The book: In her diary, Anne Frank, the 13-years-old girl, depicts and documents her life during the period of Nazi occupation. She uses eloquent language and vivid images to describe her experience in the hideout. In her diary, Anne writes about how they are living in confinement, fearing that one day the place will be discovered by the enemies. Unfortunately, what she feared happens and her diary ends and so does her life. The story of Anne and those who were with her is a very tragic yet powerful one.
Perfect for: Teenagers, wanna-be writers, or children interested in Nazi Germany.
by: Allan Zullo and Mara Bovsun – (Scholastic Paperbacks, 2005) 208 pages.

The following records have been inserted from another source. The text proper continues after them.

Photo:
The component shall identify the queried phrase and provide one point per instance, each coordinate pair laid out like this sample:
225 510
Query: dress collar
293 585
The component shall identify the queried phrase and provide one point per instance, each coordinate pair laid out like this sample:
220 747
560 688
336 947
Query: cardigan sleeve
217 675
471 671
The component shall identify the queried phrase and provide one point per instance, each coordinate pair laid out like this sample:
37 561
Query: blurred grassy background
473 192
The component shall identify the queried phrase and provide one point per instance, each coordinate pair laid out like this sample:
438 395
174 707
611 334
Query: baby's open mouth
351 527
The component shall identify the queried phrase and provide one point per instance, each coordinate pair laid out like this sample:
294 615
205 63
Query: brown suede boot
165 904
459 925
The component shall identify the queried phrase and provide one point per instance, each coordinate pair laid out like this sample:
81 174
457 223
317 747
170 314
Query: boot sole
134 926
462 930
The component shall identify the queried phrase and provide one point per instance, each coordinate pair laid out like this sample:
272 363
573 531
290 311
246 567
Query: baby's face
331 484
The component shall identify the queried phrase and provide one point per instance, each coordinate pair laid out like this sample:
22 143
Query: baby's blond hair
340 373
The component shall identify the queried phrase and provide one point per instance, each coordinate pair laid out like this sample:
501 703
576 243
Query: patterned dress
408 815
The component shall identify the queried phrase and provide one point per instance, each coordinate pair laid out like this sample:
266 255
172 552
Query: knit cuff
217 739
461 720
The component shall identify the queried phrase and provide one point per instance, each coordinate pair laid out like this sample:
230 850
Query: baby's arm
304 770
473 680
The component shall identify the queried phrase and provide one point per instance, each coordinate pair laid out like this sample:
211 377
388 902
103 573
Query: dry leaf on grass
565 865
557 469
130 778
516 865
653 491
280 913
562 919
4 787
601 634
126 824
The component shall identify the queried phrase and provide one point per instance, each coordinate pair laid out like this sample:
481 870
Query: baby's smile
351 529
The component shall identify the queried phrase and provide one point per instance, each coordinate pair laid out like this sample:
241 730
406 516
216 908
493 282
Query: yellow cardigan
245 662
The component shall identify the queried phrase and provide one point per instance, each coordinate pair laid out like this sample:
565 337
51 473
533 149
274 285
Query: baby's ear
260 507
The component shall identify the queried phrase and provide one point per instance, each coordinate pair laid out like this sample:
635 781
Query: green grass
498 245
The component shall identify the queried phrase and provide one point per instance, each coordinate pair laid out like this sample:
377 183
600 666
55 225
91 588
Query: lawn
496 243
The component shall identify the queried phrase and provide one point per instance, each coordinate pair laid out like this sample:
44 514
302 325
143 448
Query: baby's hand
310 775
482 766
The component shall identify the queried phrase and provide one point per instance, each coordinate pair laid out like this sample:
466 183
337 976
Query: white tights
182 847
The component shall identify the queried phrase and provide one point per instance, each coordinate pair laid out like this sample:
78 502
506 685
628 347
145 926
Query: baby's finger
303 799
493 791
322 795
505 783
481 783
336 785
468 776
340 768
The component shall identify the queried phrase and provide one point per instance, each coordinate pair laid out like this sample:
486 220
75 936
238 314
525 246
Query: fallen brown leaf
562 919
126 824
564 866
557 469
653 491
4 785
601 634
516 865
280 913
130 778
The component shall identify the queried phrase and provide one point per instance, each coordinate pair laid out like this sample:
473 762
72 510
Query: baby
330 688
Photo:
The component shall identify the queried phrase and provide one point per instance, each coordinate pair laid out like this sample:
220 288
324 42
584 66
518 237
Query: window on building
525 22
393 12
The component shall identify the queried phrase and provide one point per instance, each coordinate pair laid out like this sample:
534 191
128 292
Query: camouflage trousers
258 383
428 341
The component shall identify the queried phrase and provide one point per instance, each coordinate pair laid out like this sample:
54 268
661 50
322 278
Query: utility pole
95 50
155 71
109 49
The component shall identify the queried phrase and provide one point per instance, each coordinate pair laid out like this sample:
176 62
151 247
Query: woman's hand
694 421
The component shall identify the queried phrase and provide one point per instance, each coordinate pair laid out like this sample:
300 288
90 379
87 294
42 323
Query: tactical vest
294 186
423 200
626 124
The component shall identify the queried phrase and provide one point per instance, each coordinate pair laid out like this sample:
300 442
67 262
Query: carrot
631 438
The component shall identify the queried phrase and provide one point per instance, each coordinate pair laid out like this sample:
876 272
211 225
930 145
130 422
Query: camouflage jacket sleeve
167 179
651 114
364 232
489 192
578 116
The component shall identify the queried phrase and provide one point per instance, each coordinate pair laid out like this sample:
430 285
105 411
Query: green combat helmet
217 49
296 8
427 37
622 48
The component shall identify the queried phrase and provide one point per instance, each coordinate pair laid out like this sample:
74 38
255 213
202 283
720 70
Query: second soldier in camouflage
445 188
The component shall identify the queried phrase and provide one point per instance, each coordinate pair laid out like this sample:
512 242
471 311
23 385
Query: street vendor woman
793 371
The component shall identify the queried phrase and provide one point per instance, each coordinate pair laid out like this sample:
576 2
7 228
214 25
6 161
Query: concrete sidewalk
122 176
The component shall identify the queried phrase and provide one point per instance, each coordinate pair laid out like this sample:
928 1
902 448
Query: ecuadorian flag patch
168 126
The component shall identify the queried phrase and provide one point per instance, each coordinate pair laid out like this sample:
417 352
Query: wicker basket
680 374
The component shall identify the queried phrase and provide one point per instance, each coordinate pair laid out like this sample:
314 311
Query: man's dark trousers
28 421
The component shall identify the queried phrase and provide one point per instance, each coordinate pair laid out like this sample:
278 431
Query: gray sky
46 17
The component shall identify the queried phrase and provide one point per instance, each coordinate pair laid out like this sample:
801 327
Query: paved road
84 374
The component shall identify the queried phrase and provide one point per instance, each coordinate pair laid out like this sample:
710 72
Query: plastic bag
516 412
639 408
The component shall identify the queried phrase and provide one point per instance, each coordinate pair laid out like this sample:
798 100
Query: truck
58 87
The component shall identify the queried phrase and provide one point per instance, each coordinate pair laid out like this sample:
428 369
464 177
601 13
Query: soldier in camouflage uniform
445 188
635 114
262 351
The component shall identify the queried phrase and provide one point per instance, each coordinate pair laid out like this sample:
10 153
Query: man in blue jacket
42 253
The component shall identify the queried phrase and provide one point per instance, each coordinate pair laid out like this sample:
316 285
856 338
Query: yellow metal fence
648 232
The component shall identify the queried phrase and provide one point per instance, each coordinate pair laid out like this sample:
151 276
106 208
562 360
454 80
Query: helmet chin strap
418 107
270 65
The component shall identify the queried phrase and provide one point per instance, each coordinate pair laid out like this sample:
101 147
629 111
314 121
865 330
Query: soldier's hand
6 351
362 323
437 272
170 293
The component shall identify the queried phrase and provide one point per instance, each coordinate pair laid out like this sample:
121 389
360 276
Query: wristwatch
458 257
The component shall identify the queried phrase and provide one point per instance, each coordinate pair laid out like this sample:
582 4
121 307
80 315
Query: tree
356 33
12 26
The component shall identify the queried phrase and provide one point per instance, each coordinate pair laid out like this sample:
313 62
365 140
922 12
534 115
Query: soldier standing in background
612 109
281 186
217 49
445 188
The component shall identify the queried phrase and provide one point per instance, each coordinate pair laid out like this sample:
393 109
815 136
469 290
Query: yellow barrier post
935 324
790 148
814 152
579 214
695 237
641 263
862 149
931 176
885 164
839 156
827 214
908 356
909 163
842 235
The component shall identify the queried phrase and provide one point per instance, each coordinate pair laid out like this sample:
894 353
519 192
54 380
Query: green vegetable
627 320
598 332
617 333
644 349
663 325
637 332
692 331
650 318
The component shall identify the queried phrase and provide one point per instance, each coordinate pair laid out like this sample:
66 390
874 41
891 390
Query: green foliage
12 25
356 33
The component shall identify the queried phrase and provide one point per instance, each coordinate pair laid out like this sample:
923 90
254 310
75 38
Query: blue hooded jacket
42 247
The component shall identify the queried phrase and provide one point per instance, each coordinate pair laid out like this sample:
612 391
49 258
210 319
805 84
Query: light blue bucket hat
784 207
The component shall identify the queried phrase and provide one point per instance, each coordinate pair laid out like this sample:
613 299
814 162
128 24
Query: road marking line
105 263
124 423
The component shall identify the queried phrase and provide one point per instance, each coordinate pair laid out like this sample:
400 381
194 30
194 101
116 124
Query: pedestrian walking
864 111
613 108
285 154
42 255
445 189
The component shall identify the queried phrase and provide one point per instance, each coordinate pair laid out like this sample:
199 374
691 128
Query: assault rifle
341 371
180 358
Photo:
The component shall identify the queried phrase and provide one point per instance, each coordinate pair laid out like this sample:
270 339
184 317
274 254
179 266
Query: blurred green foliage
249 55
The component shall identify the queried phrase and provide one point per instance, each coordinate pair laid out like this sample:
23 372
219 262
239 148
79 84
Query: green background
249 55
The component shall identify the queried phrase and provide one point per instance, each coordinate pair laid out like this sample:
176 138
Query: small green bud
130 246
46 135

This compelling, visual book explores the lives of nine girls and boys who survived the Holocaust. The survivors relate their gruesome, heartbreaking childhoods in interviews with adults. Lucia hid in a little trunk; Markus pretending being dead; Matheis leaped out of his boxcar and ran to the woods; while a few of them hid in attics or haystacks, pretended to be someone else, or made it out of the concentration camps. Each youngster had the physical and moral fortitude, unwavering hope, and the desire to live, yet they were all permanently wounded.
Perfect for: Mature kids with a passion for knowing more about the Holocaust. For those who are drawn to tales of resiliency and the human spirit’s capacity for survival.
by Susan Creech – (HarperTrophy, 1995) 288 pages.
A small girl traveling with her grandma and grandpa in this 1995 Newbery Medal-winning story amuses them by telling stories of an imaginary friend. She has to face her emotions for her separated mother at the same time. Visit the library to find Walk Two Moons.
by: Philip Pullman – (Alfred A. Knopf, 1996) 432 pages.
10-year-old Lyra’s soul, like everyone else’s in her universe, dwells outside of a body as a pet daemon. At Oxford College, Lyra and her ferocious, mischievous demon, Pantalaimon, were reared by the older students who are responsible for looking after Lyra. The Gobblers who snatch children abduct Lyra’s buddy Roger, so Lyra sets out to locate him with the beautiful Mrs. Coulter and a mystical compass that can predict the future, but the future can understand just those who can read a compass. Science, theology, and magic are all interwoven in this gripping story of witch tribes, polar bears, and air balloon journeys. Two additional novels follow the adventure.
The movie also sounds interesting. Check out the series’ first book’s narrative in the 2007 version featuring Nicole Kidman in the main role.
Perfect for: Children that enjoy witty fantasy with a twist.
by: Mary O’Hara – (Lippincott, 1941) 352 pages.
Ken McLaughlin, age 10, is a daydreamer struggling to focus in class and yearning for the chance to raise a colt on the Wyoming horse farm owned by his family. When Ken finally gets the chance, a passionate and lasting attachment forms between him and the mustang Flicka.
The movie is also fun. Readers wishing for a more recent remake might watch the film Flicka from 2006, which recasts the narrative with a female lead and may appeal to classic cinema fans who prefer the book’s 1943 adaptation.
Perfect for: Children that aspire to buy a horse.
by: S.E. Hinton – (Viking Press, 1967) 224 pages.
Ponyboy, a proud Greaser from the underclass, is always eager for a fight with the wealthy Socs (also known as “Socials”). However, after Johnny, his best buddy, inadvertently murders a member of the gang named Socs, Ponyboy, then 14 years old, is forced to face the harsh realities of his existence and make decisions that will shape his future. The Outsiders was written in 1967, and tweens and adolescents today may still relate to the story’s themes of violence, class, and adolescence.
If you want to watch the movie, see Francis Ford Coppola’s 1983 adaption, but parents should be aware that it contains violence and intoxicated minors.
Perfect for: Youngsters that enjoy rough, realistic stories.